Отозвался, по-видимому, Жоан, не позволявший себе удивляться и не терявший спокойного тона, какой свойствен людям, близким к власти. Но остальные не так выдержанны, они украдкой косятся на столик, за которым министр культуры вежливо улыбается, точно китайский мандарин в окружении словоохотливых провинциальных сподвижников, воодушевленных к тому же присутствием за столом новомодного философа.

– А вон там не Дориа сидит?

– Какой Дориа?

– Ты что? Тот самый Дориа. Разве их много?

– Дориа!

На этот раз вся компания, как по команде, обернулась, отыскивая глазами столик, за которым восседал Луис Дориа, отмеченный яркой славой и не менее яркой внешностью, – немолодой седовласый мужчина с ястребиным лицом, продубленным солеными ветрами Средиземного и Карибского морей, эдакий щеголь, одетый с артистической небрежностью; и бронзовый загар лица для него привычен, это его вторая кожа, еще один плюс к его и без того броской наружности. С ним за столиком – видная дама и молодой датский принц с фиолетовыми подглазьями и манерами манекена из синтетического алебастра.
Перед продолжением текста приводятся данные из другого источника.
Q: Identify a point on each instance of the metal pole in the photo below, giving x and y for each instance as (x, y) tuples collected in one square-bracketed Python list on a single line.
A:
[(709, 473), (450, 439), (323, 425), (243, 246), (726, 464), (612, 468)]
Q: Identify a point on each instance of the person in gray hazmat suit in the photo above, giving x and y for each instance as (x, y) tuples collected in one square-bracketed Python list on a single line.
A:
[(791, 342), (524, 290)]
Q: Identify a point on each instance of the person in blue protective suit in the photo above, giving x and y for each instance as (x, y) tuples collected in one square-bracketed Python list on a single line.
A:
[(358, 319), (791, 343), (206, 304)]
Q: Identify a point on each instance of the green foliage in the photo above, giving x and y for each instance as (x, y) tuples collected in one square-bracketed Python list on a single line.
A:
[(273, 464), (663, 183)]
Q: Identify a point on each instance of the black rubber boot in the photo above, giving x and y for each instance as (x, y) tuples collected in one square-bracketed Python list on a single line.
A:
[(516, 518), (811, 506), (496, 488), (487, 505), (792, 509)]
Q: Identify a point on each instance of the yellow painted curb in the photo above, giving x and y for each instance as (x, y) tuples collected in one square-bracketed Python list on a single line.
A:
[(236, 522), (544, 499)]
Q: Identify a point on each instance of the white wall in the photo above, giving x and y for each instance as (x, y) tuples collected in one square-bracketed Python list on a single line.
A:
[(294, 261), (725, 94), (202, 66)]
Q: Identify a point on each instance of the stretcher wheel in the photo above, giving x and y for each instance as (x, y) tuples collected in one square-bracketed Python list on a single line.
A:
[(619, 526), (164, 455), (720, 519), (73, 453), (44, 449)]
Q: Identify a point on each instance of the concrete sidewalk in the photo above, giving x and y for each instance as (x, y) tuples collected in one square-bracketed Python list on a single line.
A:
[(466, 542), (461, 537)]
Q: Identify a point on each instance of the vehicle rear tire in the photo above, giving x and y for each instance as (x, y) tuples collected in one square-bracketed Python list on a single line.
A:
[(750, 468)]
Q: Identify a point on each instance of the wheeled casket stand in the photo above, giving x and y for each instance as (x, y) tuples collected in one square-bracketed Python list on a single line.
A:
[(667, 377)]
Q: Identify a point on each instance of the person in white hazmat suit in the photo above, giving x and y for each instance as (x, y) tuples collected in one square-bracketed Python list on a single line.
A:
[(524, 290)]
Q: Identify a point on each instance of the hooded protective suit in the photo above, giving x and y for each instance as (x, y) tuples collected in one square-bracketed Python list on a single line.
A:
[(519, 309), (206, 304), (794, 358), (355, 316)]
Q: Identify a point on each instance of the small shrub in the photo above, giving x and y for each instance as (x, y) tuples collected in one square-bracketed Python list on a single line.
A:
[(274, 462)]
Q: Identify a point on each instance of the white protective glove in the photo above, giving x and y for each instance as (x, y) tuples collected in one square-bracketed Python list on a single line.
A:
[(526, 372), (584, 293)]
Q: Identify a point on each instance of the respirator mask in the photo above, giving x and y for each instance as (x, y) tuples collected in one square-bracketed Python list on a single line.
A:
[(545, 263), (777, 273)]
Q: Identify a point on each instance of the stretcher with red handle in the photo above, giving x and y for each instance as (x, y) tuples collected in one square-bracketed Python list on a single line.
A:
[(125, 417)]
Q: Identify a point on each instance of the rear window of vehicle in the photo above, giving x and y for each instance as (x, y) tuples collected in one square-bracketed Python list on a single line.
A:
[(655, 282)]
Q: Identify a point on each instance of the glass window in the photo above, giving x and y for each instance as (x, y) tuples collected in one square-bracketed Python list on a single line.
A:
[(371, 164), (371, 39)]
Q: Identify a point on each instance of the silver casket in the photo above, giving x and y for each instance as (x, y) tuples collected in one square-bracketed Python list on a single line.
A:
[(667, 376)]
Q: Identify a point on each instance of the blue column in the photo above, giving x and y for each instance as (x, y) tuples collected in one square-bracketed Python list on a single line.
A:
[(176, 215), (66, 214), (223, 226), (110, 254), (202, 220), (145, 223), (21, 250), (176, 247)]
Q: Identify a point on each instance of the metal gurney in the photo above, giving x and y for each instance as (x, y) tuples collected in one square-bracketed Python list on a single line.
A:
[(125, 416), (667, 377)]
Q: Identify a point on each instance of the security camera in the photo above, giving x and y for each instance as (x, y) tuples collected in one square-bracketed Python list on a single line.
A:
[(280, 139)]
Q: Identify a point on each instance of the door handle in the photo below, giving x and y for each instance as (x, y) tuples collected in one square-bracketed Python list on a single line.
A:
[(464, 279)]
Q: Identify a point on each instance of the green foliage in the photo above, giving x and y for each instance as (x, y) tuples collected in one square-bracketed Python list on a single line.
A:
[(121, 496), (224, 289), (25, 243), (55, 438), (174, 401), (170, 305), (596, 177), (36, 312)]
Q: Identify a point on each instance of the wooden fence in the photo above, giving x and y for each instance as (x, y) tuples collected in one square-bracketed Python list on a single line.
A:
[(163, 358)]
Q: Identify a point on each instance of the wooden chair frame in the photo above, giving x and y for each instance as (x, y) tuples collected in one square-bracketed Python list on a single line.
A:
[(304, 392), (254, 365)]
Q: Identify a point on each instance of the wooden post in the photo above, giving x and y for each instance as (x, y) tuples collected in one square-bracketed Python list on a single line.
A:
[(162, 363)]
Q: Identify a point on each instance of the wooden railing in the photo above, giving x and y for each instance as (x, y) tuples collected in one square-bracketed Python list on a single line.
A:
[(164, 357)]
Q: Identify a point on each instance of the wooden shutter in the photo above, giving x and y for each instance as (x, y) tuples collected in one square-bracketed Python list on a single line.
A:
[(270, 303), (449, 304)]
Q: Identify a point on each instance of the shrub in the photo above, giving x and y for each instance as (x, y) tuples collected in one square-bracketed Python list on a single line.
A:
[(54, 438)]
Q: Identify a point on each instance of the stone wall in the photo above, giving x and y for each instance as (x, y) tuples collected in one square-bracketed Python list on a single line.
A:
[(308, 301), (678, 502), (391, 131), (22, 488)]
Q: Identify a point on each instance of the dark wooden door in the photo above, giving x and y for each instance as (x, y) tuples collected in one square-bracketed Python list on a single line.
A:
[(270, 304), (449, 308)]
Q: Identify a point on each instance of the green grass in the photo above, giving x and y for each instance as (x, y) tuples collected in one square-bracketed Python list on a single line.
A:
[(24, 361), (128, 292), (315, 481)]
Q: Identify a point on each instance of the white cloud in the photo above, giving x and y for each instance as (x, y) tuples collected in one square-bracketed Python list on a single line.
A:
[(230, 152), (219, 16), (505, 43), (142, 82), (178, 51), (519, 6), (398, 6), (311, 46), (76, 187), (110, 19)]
– Черт возьми, как выглядит. А ведь только что в Нью-Йорке праздновали его семьдесят лет.

Присутствие Дориа подействовало на Шуберта больше, чем присутствие министра. Любой культурный человек знает, кем был и является Луис Дориа, но Шуберт к известным сведениям добавлял новые факты чудесной биографии, дорисовывающие общую картину авангардистского искусства в период между двумя мировыми войнами: Арагон, Пикабия, Элюар, Мальро, Макс Эрнст, Мийо, Стравинский… – Париж.

– Вас разве не волнует, что вы оказались под одной крышей с всемирно известным испанцем?

– Меня – не волнует.

– Тебя вообще ничто не волнует, детка. Тем не менее этот тип – в первых рядах авангардистского искусства, начиная с тридцатых годов по сей день, и если хочешь, то останется там и завтра.

– Ну, от завтра ему достанется немного.

– Да нет, он там останется. Помните, что он сказал Стравинскому в Париже? Не помните?

Они не помнили.

– Это было в тридцатых годах. Стравинский пренебрежительно отнесся к нему – в общем, классический случай, когда посвященный выказывает презрение к молодому человеку, посмевшему коснуться святыни. А Дориа сказал ему с презрением: «Между вашей музыкой и моей большая разница. Ваша песенка уже спета, а моя принадлежит будущему».

У Вентуры вырвался смешок.

– Что ты смеешься?

– Это звучит как анекдот из отрывного календаря. Там печатают такие истории про Бернарда Шоу или Черчилля.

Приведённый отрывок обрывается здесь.